Model developers: RDOs Neil Foster, Nomakhaya Kamwendo, Wezi Seme, Dr Rosemary Exner and Charmaine January.

It is generally held that the residence development programmes at UCT are a cut above the rest.

These programmes aim for "holistic student development", covering everything from academic support to psychological and physical wellbeing. Most importantly, residences look to the best ways to bolster the throughput rate of the university's domiciled students.

It's a programme that the university's band of five residence development officers (RDO) - or practitioners, as they prefer to be known - developed and are rightly proud of, and like to share with others. Which is what they did recently at two conferences, one that cast about for best practices in student development, the other to share findings on the adjustment of first-year students to university life.

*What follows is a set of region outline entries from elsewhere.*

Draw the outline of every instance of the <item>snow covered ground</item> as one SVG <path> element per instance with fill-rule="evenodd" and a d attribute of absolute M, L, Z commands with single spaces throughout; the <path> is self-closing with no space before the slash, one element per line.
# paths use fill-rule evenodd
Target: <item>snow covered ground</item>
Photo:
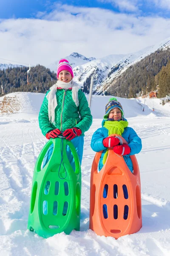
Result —
<path fill-rule="evenodd" d="M 170 106 L 160 105 L 159 99 L 144 102 L 118 98 L 129 126 L 142 142 L 136 155 L 142 192 L 139 231 L 115 240 L 89 229 L 90 177 L 95 154 L 90 142 L 110 98 L 104 96 L 93 97 L 93 122 L 85 137 L 80 231 L 44 239 L 27 230 L 34 166 L 47 142 L 37 119 L 44 95 L 18 93 L 0 98 L 0 256 L 170 255 Z"/>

RDOs Neil Foster, Charmaine January, Nomakhaya Kamwendo and Wezi Seme presented a paper titled Is Our Umbrella Coping with Strong Wind and Wild Rain, on UCT's first-tier residence development programmes at the Fifth Annual Conference of the South African Association of Senior Student-Affairs Professionals (SAASSAP). The theme for this year's gathering, hosted by the University of the Western Cape in September, was Student Development and Support: Meeting the Challenges of a Democratic South Africa.

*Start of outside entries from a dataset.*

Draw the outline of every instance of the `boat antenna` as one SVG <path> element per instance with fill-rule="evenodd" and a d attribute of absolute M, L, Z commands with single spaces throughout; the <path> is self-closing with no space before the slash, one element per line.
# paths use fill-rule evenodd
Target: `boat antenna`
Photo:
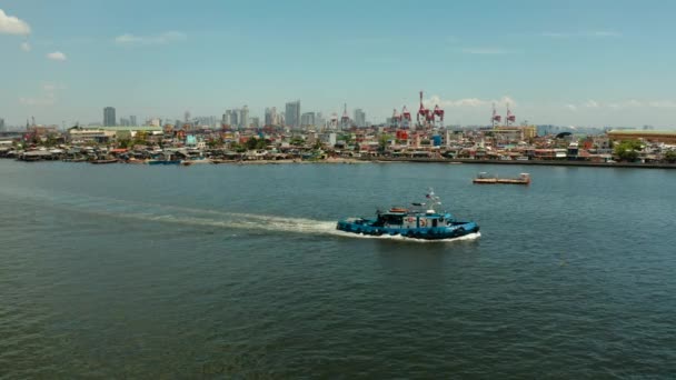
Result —
<path fill-rule="evenodd" d="M 425 196 L 425 198 L 429 199 L 426 206 L 428 206 L 428 209 L 431 211 L 434 211 L 435 206 L 441 206 L 441 200 L 439 199 L 439 197 L 437 197 L 437 194 L 435 194 L 435 189 L 433 188 L 429 188 L 429 191 L 427 192 L 427 196 Z"/>

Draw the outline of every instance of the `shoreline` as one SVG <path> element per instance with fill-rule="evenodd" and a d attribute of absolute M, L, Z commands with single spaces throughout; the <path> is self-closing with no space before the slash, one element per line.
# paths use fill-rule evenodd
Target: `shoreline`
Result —
<path fill-rule="evenodd" d="M 92 161 L 63 161 L 63 160 L 34 160 L 17 162 L 73 162 L 73 163 L 101 163 Z M 125 164 L 148 164 L 139 161 L 117 161 L 105 163 Z M 625 169 L 676 169 L 676 163 L 640 163 L 640 162 L 588 162 L 588 161 L 555 161 L 555 160 L 529 160 L 529 161 L 506 161 L 506 160 L 469 160 L 469 159 L 428 159 L 428 158 L 331 158 L 326 160 L 196 160 L 181 161 L 181 167 L 201 164 L 237 164 L 237 166 L 262 166 L 262 164 L 364 164 L 364 163 L 446 163 L 446 164 L 501 164 L 501 166 L 534 166 L 534 167 L 577 167 L 577 168 L 625 168 Z"/>
<path fill-rule="evenodd" d="M 676 169 L 676 163 L 642 163 L 642 162 L 588 162 L 588 161 L 558 161 L 558 160 L 469 160 L 469 159 L 415 159 L 415 158 L 364 158 L 366 162 L 375 163 L 469 163 L 469 164 L 521 164 L 540 167 L 583 167 L 583 168 L 634 168 L 634 169 Z"/>

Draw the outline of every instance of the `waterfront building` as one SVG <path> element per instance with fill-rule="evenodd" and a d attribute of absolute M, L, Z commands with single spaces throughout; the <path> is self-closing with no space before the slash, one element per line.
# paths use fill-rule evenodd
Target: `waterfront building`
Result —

At about the same time, the final member of the team, psychologist Dr Rosemary Exner, presented a poster and paper on an identical theme - although her offerings were titled So are Your Wings Folded or Just Tucked Away? - at the 26th Annual Conference of the Society for Student Counsellors in Southern Africa (SSCSA), hosted by the Counselling and Careers Development Unit of the University of the Witwatersrand.

"We are seen by many universities as a model for developing holistic living and learning environments," says Foster. "They are consulting with us to reproduce the model that we have."